I decided to make one last appeal to my religion. If it could not answer my misgivings, no one could. The next time I attended a service, there was an open question-and- answer session about any point of our religion. I wanted to place my dilemma in as clear and simple terms as I knew how. I thought out my exact question over the course of the seventeen-minute cello solo that was routinely played during service. Previously, I had always accepted this solo as just another part of the program, yet now it seemed to capture the whole essence of our religion: intelligent and well- crafted on paper, yet completely oblivious to the outside world (the soloist did not have the faintest idea of how masterfully he was putting us all to sleep). When I was finally given the chance to ask a question, I asked, “I want to support Israel. But how can I when it lets its army commit so many killings?” I was met with a few angry glares from some of the older men, but the rabbi answered me. “It is a terrible thing, isn’t it?” he said. “But there’s nothing we can do. It’s just a fact of life.” I knew, of course, that the war was no simple matter and that we did not by any means commit murder for its own sake, but to portray our thousands of killings as a “fact of life” was simply too much for me to accept. I thanked him and walked out shortly afterward. I never went back. I thought about what I could do. If nothing else, I could at least try to free myself from the burden of being saddled with a belief I could not hold with a clear conscience. I could not live the rest of my life as one of the pathetic moderates whom King had rightfully portrayed as the worst part of the problem. I did not intend to go on being one of the Self-Chosen People, identifying myself as part of a group to which I did not belong.
It was different not being the ideal nice Jewish boy. The difference was subtle, yet by no means unaffecting. Whenever it came to the attention of any of our more religious family friends that I did not share their beliefs, I was met with either a disapproving stare and a quick change of the subject or an alarmed cry of, “What? Doesn’t Israel matter to you?” Relatives talked down to me more afterward, but eventually I stopped noticing the way adults around me perceived me. It was worth it to no longer feel as though I were just another apathetic part of the machine.

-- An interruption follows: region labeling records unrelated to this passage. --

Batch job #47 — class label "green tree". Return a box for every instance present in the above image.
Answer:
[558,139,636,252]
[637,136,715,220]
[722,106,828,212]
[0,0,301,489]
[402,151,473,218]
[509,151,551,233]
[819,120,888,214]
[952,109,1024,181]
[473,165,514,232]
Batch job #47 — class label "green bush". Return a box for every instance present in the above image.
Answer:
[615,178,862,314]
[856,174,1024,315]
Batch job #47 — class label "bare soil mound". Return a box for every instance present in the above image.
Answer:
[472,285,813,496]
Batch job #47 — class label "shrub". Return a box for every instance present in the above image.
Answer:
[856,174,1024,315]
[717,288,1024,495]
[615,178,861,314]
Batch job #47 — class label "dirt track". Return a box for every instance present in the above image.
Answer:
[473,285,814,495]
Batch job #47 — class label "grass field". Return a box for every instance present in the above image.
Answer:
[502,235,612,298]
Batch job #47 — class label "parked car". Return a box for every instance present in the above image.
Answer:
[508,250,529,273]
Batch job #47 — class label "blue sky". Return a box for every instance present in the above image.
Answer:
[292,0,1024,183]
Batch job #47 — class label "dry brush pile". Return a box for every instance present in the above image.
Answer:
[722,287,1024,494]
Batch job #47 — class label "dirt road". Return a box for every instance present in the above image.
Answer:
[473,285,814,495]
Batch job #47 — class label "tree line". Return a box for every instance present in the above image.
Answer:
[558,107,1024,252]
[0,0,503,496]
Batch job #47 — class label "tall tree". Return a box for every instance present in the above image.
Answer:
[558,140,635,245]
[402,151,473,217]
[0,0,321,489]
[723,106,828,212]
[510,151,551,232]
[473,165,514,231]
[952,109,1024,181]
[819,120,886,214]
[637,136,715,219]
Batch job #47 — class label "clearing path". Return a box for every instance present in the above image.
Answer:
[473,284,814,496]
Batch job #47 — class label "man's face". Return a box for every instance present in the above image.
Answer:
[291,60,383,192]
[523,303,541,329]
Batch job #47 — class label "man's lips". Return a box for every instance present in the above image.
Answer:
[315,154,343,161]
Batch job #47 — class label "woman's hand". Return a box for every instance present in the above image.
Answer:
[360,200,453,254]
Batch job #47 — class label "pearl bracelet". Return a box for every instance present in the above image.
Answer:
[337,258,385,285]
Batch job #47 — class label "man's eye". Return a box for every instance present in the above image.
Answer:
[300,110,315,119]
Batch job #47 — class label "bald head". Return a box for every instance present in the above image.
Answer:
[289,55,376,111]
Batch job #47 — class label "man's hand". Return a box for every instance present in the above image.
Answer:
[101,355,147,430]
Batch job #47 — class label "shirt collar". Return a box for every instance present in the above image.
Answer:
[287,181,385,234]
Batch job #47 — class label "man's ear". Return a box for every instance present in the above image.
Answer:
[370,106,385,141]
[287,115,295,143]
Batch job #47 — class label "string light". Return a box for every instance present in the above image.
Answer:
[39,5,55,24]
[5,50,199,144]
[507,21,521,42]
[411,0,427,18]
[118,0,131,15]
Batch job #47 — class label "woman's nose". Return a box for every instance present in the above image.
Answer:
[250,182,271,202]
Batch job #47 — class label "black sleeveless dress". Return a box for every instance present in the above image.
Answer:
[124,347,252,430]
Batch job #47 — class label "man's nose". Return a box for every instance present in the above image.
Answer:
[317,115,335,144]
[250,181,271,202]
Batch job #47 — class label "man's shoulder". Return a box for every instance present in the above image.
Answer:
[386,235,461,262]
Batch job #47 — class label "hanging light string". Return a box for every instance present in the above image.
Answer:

I can obviously never know what it must have been like to be an African-American in the 1950s. I do feel, however, as though I know exactly what it must have been like to be white during that time, to live under an aura of moral invincibility, to hold unchallengeable beliefs, and to contrive illusions of superiority to avoid having to face simple everyday truths. That illusion was nice while it lasted, but I decided to pass it up. I have never been happier.